La acusadora indicó que no halló indicios de que la mujer haya actuado para desviar la investigación. "La ley establece que el delito lo comete quien altera o destruye un medio de prueba. He analizado minuciosamente cada una de las nueve imputaciones que se realizaron y ninguna de ellas se probó; no se demostró que la acusada haya tenido ese conocimiento o participación. Si el delito hubiera existido, se habría cometido concretamente durante el desarrollo de la audiencia del juicio Gallardo, al probarse que ella alteró medios de prueba, pero eso nunca sucedió", dijo.
"Pudo haber habido serias sospechas de que ella podía haber incurrido en el delito, pero analicé cada punto para probar que tal hecho no se llevó a cabo", explicó.
La fiscal, además, agregó que las palabras de Mercado coincidieron con la de otros testigos. "No hubo contradicciones entre su testimonio y el de las personas que estuvieron con ella la noche de la desaparición de Paulina. Al contrario, los testigos que declararon son testigos calificados, pues se trataba de jóvenes estudiantes que no tenían ningún motivo para alterar los hechos ni para destruir pruebas", argumentó.

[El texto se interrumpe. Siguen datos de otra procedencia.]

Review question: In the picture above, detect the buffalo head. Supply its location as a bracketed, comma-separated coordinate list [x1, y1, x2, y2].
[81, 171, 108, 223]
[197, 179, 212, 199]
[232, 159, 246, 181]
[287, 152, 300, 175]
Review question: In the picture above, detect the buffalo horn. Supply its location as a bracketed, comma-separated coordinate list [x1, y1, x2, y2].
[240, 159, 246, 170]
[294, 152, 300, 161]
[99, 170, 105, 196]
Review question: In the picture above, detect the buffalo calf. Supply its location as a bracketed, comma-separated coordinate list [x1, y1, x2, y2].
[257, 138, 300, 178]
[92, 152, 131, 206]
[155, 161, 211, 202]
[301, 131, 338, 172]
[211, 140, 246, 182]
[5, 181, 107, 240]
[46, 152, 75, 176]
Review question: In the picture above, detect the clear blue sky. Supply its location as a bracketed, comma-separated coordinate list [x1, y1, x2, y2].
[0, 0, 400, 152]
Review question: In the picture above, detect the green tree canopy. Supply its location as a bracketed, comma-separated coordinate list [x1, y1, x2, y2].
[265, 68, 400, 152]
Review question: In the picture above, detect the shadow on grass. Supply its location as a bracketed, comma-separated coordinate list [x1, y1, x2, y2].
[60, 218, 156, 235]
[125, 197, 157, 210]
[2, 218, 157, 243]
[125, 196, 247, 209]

Finalmente, se refirió a la confesión que Mercado había hecho meses atrás sobre el tema y por qué no se pudo usar ese reconocimiento en este proceso. "No es contradictorio que el Ministerio Público Fiscal haya incentivado inicialmente un juicio abreviado y ahora solicite la absolución. El juicio abreviado es un remedio procesal que se elige en ocasiones, quizás porque la imputada sentía que había tenido alguna falta de precisión, pero son etapas distintas. En la fase anterior existían sospechas y motivos para investigar, pero en esta instancia la resolución ya es definitiva", puntualizó.